M.L.B. Money Flows to Free Agents as Lockout Looms

The Thanksgiving leftovers are still in the fridge, and Max Scherzer is already on his way to the Mets. That alone proves that the baseball off-season, which tends to unfold at a plodding pace, has come alive.

But is this a blizzard of spending, or merely a flurry? Is free agency now a winter wonderland for players, or is it barely snowing at all? Either way, the forecast calls for a lockout when the collective bargaining agreement expires Wednesday at midnight, Eastern time.

It would be the first work stoppage since August 1994, when the owners baited the players into a strike that canceled the World Series. At least this timing is better, with spring training more than two months away. But failure to reach a new C.B.A. would trigger a transaction freeze, which explains all the recent activity. Free agents want to find a home before settling in for the long, cold, lonely winter.

It shouldn’t have to be this way. Maybe the owners and players will settle all their differences quickly, but nobody expects that. The game’s economics deserve a careful, thoughtful recalibration. But it’s hard to believe that the system is flawed enough to shut down the industry.

Since the last negotiation, after the 2016 season, the owners have pulled off a neat trick of lowering players’ salaries as a whole. The average salary fell by more than 6 percent, to $4.17 million, from opening day in 2017 to opening day in 2021. Franchise values continue to rise, of course, because so many billionaires want in.

Nobody — players or owners — is crying poor. The players have been saying for years that the labor agreement discourages teams from spending by offering incentives to lose, which offends their competitive instincts. They also emphasize that if teams spend less on veterans, then younger players should be paid better.

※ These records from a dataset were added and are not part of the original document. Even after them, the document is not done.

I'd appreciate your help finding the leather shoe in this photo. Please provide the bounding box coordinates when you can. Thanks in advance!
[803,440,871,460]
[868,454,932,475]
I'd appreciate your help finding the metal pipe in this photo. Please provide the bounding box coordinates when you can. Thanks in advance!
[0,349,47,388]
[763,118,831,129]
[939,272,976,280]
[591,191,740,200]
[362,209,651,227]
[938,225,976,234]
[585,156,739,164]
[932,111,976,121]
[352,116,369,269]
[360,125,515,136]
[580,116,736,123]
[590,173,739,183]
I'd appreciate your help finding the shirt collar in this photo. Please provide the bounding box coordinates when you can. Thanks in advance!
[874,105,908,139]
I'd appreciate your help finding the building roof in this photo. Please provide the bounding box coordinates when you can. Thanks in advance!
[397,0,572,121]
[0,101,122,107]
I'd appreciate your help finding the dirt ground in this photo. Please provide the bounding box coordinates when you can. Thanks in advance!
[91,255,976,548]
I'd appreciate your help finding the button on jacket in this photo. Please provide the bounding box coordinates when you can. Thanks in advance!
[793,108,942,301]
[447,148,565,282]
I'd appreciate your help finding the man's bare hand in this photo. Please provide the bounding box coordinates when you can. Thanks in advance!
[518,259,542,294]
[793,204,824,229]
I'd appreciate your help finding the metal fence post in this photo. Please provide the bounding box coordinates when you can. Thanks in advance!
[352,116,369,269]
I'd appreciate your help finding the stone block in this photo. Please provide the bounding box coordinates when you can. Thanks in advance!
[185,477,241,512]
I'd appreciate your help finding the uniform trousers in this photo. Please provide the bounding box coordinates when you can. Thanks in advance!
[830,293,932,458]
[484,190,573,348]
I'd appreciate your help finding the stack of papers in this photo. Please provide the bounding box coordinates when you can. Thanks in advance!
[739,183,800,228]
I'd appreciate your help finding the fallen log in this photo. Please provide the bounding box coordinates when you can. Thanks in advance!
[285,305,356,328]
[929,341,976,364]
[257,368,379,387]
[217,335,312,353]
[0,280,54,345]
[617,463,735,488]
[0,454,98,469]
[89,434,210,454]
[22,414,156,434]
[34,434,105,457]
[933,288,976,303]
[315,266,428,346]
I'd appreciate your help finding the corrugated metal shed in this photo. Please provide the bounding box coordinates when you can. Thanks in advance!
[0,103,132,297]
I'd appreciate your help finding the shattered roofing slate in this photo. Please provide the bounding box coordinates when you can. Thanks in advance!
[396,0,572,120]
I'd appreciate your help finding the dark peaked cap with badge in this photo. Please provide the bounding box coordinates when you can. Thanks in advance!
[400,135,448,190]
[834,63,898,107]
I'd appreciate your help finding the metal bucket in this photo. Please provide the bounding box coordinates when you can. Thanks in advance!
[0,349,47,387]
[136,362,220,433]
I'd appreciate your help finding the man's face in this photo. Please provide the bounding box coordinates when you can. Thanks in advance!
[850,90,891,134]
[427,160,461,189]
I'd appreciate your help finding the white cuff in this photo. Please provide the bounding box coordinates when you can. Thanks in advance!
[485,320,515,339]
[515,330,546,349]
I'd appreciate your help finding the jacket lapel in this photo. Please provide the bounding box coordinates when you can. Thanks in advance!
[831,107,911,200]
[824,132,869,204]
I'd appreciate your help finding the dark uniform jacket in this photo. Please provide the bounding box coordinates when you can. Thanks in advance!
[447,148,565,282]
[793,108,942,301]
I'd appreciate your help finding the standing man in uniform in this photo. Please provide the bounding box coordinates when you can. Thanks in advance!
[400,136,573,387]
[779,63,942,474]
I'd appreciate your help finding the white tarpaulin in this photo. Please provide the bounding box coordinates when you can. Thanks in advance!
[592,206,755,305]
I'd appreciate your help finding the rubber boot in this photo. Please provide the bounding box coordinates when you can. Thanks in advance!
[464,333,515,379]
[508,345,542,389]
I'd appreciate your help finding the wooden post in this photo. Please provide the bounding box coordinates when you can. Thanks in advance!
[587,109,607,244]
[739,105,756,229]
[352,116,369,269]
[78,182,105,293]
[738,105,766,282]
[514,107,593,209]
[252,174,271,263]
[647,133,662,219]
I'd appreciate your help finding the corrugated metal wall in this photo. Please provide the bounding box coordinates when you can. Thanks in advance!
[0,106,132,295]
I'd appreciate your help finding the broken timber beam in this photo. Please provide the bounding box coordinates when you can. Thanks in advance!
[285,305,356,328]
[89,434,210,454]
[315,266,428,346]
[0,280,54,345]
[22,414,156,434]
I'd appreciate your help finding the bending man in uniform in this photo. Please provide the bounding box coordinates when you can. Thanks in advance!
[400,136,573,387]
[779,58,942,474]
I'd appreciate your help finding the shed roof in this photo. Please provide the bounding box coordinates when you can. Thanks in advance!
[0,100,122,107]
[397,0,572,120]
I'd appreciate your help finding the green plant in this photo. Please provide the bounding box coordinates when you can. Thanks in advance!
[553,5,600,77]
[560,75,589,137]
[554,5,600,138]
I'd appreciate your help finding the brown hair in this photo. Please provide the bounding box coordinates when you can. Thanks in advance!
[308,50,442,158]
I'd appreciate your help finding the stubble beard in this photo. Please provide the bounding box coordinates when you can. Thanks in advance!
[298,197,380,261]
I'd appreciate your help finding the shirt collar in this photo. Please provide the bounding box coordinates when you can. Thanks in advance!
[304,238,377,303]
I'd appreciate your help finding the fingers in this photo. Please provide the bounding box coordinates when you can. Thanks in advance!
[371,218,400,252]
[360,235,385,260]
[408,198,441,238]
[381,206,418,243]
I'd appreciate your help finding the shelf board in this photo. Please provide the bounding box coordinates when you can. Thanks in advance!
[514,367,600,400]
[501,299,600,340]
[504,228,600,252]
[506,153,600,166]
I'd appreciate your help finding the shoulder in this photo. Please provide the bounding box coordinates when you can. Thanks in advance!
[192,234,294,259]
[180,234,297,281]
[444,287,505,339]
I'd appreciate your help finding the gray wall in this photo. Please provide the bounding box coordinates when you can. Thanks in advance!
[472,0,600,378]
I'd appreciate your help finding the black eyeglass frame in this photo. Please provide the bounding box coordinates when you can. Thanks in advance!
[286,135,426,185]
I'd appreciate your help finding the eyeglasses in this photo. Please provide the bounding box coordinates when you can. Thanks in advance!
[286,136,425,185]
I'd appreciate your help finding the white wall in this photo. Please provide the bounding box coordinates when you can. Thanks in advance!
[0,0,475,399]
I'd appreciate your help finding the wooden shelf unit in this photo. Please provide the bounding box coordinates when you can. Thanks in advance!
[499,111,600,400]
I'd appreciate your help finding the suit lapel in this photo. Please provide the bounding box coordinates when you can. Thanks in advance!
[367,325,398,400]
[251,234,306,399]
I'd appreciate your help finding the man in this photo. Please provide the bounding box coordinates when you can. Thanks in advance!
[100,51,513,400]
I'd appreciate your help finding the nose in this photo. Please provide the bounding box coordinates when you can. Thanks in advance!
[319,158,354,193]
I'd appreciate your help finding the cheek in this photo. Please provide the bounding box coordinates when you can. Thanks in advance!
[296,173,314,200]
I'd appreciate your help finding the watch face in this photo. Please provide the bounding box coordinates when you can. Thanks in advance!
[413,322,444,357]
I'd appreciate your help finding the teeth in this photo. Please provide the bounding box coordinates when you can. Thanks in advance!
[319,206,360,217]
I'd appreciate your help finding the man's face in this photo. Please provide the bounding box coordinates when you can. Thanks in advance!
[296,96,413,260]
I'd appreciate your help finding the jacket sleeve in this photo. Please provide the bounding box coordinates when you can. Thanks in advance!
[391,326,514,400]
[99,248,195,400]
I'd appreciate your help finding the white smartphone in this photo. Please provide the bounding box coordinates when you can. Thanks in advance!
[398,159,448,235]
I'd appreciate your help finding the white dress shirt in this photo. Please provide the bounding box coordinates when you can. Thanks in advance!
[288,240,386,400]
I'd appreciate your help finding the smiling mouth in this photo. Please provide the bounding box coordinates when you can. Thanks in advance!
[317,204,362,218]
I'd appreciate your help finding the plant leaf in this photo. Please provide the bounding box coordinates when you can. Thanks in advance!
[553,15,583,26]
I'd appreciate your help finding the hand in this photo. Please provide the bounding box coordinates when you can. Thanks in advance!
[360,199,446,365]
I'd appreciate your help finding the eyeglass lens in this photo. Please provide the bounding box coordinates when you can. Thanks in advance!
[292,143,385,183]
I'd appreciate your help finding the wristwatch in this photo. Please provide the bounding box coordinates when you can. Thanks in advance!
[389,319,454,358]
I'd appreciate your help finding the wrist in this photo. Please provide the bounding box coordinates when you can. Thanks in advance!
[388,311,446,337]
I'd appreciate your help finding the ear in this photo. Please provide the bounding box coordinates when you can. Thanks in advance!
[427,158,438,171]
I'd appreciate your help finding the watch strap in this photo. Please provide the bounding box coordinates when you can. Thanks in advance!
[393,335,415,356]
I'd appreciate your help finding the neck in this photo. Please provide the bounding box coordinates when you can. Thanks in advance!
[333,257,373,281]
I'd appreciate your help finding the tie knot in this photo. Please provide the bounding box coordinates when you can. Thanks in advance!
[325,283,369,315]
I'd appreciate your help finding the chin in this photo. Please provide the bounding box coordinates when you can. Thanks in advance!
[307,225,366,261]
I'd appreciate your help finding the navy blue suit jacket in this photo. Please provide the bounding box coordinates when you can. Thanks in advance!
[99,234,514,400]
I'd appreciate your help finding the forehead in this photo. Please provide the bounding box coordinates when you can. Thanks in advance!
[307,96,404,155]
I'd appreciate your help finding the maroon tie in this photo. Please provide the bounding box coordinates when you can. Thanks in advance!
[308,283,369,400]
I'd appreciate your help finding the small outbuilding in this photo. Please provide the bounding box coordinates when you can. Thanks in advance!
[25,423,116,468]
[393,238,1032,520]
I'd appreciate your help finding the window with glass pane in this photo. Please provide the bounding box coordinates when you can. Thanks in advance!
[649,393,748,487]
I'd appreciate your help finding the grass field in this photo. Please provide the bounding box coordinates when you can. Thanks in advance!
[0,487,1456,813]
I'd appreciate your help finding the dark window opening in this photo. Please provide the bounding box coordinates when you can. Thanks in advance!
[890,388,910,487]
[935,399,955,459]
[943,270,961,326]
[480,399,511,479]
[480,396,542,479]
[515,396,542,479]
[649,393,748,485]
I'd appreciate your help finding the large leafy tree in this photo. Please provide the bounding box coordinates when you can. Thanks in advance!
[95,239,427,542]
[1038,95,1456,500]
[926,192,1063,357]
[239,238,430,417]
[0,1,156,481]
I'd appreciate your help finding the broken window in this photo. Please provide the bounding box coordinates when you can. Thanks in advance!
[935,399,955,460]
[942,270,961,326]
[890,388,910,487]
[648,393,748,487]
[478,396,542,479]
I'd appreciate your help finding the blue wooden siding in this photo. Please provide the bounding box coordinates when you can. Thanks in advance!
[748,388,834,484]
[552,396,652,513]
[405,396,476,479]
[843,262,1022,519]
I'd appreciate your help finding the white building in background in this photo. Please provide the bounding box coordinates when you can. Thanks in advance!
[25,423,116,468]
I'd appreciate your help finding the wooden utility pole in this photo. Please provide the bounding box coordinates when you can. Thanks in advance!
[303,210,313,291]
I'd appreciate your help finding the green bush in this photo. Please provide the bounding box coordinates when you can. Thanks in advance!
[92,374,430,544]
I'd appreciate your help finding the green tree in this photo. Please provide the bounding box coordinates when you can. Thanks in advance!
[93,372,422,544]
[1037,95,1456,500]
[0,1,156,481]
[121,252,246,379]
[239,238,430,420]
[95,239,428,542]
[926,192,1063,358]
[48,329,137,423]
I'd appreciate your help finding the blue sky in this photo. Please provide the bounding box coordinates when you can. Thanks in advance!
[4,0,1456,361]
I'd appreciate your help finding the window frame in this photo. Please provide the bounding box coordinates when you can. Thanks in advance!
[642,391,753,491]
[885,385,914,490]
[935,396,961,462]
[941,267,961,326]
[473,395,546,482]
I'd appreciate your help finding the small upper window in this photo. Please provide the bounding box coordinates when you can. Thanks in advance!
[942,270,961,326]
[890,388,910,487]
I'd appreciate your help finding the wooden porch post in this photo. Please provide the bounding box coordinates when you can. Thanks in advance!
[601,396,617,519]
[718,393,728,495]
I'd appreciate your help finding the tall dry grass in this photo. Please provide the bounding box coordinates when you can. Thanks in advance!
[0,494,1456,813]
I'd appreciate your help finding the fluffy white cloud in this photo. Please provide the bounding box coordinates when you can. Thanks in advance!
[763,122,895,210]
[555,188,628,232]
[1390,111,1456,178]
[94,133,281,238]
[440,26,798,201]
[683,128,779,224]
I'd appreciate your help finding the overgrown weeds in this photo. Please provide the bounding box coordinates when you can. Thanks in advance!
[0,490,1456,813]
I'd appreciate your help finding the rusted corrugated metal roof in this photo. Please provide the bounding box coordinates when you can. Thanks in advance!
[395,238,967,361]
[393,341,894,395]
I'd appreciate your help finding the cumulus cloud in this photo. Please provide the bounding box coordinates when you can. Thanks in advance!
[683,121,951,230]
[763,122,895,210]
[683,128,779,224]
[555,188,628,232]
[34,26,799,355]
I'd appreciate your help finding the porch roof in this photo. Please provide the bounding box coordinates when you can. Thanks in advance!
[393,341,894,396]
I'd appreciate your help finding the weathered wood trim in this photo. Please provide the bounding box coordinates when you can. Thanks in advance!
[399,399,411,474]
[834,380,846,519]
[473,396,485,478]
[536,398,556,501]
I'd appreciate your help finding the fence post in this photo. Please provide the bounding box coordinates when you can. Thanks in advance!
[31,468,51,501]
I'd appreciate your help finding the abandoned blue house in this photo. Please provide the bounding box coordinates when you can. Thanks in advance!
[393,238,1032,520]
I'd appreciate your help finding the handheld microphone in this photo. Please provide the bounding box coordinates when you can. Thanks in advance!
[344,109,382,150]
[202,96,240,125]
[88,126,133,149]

Both are sensible points. Yet several losing teams have been turning to free agency this month to spend their way back to contention. And the Tampa Bay Rays just gave a $182 million contract to Wander Franco, who has played 70 games in the majors.

“The Rays have given me the support that I need, the development, the people that they have here,” Franco said through an interpreter at a news conference at Tropicana Field on Monday. “I wish to stay here for my whole career.”

It doesn’t always work out that way. The players who signed baseball’s first $100 million, $200 million and $300 million contracts — Kevin Brown, Alex Rodriguez and Giancarlo Stanton — were all traded to the Yankees with multiple years left on their deals. But Franco has set another new standard: most money guaranteed to a player with less than a year of major league service.

The trade-off is that Franco gave up several years of free agency, when the open market could have determined his worth. But when a 20-year-old player sets himself up to earn $223 million before his 33rd birthday (the deal includes a $41 million option for a 12th year), it seems like a sound decision.

Here are some other noteworthy, widely reported November contract agreements (some will not be official until the parties sign off on contractual language and medical details):

Perhaps the timing of all these moves is no coincidence. A flood of early deals could create the impression that everything is fine. A lockout would then shut off the cash spigot, leaving unsigned players clamoring for a labor deal.

The owners have proposed a payroll minimum for all teams — accompanied, naturally, by a lowering of the luxury tax threshold at the top of the scale. But the sport actually has more competitive balance than the budget hawks want to admit: 15 different franchises have won the World Series since 2001, and that’s not including the well-run, perennial contenders Tampa Bay and Milwaukee. The N.F.L., the N.B.A. and the N.H.L. have had fewer different champions in the same time.

The players also overstate some of their problems. Yes, young stars are underpaid relative to the value they provide. But lower-payroll teams need them to have a chance to win, and higher-payroll teams need them to more easily afford the expensive players. And some teams benefit by showing restraint on the open market; not every free-agent contract works out.

The most significant obstacle to the game’s future is not the salary structure, anyway, but the play on the field. The players and the owners need to find a way to make the product as entertaining as it can be. As hard-throwing pitchers and high-strikeout hitters continue to get big contracts, that may be the biggest challenge of all.